Подивился по простоте душевной такому единодушию старый дед Захарий и сказал своей старухе радостно:

– А побачь, Горпина, уси как исть на одном порешили, о то ж доброе делают.

– О, старый, як дети дурные ты. Сдается мне, що не руки, а кулаки некоторые поднимали. Где такое видать, щоб Никита либо Яков за красных были?..

А Димка тем временем вьюном вертелся всюду. И все какие ни на есть ребятишки дивились на него здорово. И целыми ватагами отправлялись высматривать, где прятался беглец, так что к вечеру, как после стада коров, намята и утоптана была солома возле логова.

Должно быть, большим начальником был недавний пленник, потому что слушались его и красноармейцы и командиры здорово, и написал Димке всякие бумаги и на каждую бумагу печать поставил, чтобы не было ни ему, ни матери, ни Топу никакой задержки.

А Жиган среди бойцов чертом ходил и песни такие заворачивал – только ну! И хохотали над ним красноармейцы и дивились на его глотку здорово.

– Жиган, а ты теперь куда?

– Я, брат, фьи-ить! Даешь по станциям, по эшелонам. Эх, я новую песню петь хорошо у них научился:

 
Ночь прошла в полевом лазарети,
День весенний и яркий настал.
И при солнечном, теплом рассвети
Маладой командир умирал… [16]16
  Этого куплета песни Жигана в «Звезде» нет, хотя по логике сцены он необходим. Восстановлен по современному каноническому тексту «РВС».


[Закрыть]

 

Хорошая песня! Как я спел раз – гляжу: у старой Горпины слезы катятся. «Чего ты, – говорю, – бабка?» – «Та умирал же!» – «Так, бабка, это ж в песне»… Помолчала, а потом и говорит: «А разве мало взаправду?» Вот в эшелонах только которые из товарищей не доверяют. «Катись, – говорят, – колбасой, может, это шарамыжник или шарлатан какой, стыришь що чего…» Кабы и мне какую-нибудь бумагу!

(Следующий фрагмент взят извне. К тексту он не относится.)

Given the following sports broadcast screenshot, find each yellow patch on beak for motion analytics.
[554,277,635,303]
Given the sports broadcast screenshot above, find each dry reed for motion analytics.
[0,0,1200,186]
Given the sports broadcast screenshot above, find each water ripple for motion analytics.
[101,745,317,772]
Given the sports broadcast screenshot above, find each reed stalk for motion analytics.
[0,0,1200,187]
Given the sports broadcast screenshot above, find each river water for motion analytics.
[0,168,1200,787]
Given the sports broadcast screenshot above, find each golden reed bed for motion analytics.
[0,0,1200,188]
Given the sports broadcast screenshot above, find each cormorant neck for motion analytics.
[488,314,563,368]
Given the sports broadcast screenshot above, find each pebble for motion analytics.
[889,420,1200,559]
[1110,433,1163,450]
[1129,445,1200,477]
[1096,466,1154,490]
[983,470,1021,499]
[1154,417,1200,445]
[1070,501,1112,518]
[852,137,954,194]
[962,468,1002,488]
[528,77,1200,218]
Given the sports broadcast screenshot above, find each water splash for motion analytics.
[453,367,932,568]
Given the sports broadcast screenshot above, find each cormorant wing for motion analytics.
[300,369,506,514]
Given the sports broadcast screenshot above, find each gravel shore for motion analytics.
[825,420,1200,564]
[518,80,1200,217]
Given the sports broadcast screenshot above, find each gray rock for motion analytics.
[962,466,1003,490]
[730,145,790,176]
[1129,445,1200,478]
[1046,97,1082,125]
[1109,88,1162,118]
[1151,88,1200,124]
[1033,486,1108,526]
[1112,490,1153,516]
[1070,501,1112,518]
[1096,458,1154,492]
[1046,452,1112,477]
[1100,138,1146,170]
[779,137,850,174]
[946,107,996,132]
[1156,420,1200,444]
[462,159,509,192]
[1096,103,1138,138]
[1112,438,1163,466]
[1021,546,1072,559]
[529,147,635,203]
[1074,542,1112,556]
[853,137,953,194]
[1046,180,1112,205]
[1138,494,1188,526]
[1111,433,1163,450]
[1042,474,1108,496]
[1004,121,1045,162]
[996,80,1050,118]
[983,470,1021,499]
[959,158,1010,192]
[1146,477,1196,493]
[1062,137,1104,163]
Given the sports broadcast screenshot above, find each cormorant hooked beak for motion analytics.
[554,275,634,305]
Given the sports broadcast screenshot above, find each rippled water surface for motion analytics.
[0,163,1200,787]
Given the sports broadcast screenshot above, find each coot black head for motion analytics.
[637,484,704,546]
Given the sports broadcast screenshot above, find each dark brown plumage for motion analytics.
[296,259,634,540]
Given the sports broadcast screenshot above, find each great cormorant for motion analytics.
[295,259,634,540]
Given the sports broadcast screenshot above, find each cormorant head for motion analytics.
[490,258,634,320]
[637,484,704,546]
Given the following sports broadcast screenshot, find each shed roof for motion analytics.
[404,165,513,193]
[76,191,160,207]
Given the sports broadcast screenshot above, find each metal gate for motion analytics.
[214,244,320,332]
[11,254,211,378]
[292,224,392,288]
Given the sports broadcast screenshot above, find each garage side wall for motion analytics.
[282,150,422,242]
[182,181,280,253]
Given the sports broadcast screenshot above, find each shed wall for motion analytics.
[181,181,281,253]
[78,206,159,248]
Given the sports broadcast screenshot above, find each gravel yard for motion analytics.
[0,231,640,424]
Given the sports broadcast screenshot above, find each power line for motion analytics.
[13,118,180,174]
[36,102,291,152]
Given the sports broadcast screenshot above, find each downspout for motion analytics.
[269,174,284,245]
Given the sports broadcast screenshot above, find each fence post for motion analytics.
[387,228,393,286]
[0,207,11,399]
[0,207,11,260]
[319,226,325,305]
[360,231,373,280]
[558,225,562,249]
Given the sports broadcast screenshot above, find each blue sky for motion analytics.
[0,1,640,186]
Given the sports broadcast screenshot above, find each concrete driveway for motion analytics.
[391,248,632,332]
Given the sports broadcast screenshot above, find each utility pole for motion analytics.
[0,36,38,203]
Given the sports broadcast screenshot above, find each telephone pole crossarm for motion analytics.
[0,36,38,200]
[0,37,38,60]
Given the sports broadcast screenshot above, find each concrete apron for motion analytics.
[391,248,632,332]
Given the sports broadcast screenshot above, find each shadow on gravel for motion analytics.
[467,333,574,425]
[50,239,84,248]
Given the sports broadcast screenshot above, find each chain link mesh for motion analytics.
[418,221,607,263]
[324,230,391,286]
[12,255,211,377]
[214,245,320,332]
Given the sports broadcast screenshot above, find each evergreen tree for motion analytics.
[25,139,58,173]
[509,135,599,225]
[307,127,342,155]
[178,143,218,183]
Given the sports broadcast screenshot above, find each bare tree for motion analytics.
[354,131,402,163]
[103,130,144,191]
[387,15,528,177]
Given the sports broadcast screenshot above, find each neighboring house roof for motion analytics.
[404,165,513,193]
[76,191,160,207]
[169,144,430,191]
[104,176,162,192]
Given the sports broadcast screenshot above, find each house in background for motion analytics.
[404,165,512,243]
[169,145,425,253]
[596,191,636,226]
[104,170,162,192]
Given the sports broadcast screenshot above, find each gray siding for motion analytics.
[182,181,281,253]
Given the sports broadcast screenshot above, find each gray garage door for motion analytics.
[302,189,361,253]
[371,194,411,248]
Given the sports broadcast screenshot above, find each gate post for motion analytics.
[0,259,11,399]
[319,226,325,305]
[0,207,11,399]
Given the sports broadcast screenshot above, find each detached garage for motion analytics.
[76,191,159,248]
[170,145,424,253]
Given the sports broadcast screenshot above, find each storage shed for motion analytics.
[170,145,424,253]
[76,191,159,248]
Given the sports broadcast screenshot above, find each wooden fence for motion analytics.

И как раз проходил тут политрук Чумаченко.

– А давайте, – говорит, – ребята, напишем ему взаправду бумажку.

– Напишем, напишем, – подхватили голоса…

И написали ему, что есть он, Жиган, не шантрапа и не шарлатан, а элемент, на факте доказавший свою революционность. Оказывать ему, Жигану, всяческое содействие в пении советских песен по всем станциям, поездам и эшелонам. Точка.

И подписывалось много ребят под этой бумагой – целью пол-листа, даже рябой Пантюшкин, тот, который еще только на прошлой неделе при эскадроне ликвидацию неграмотности устраивал, вычертил всю фамилию до буквы. А потом пошли к комиссару, чтобы дал печать. Прочитал он.

– Нельзя, – говорит, – такие документы не выдаются.

– Как же нельзя? Что от ей, убудет ли? Что же, даром старался малый… Пришпандорьте, пожалуйста.

Улыбнулся еще раз комиссар, посмотрел на Жигана.

– Этот самый?

– Самый.

– Ну, уж в виде исключения… – тиснул по бумаге, сразу на ней: «РСФСР», серп и молот.

И такой это вечер был, что давно не помнили поселяне. И чего там говорить, что звезды, как начищенные кирпичом, блестели, или как ветерок играл нежно с расцветающей гречихой… А что на улицах делалось! Высыпали как есть все за ворота… Гоготали красноармейцы, вторили им дивчата звонко, а лекпом Придорожный, завалившись на смолистые бревна перед обступившей его кучкою, наяривал искусно на двухрядке и распевал басом:

– Ты прощай, село родное…

И вдруг раздался в толпе женский плач, горький-горький. Обернулись все, смущенные и рассмеялись. Это Севрюков представлял, как плачут провожающие рекрутов бабы.

– А, чтоб тебе, да тебе и в самом деле юбку надеть! – проговорил кто-то и прибавил к этому еще что-то такое занозистое, что хохотом залились окружающие.

А многие с дивчатами бродили парами и шептались о чем-то потихоньку в тени возле Федорова плетня. С Пелагеевой Манькой Кравченко о чем-то договаривался горячо, постукивая шпорами, и дергал тихонько за рукав и звал ее куда-то.

А Маруська смеялась и только мотала головой…

А отец Перламутрий, высматривая из окошка, заметил все это и пришел в величайшее негодование, а когда увидал, что они и вовсе скрылись где-то за калиткой, отвернулся даже, не будучи в силах взирать на такое беззаконие, и, отвернувшись, подумал с некоторым удивлением: «А ведьма-то… к ней не пошел, а то на, смотри-ка». – И он вздохнул огорченно, припоминая что-то.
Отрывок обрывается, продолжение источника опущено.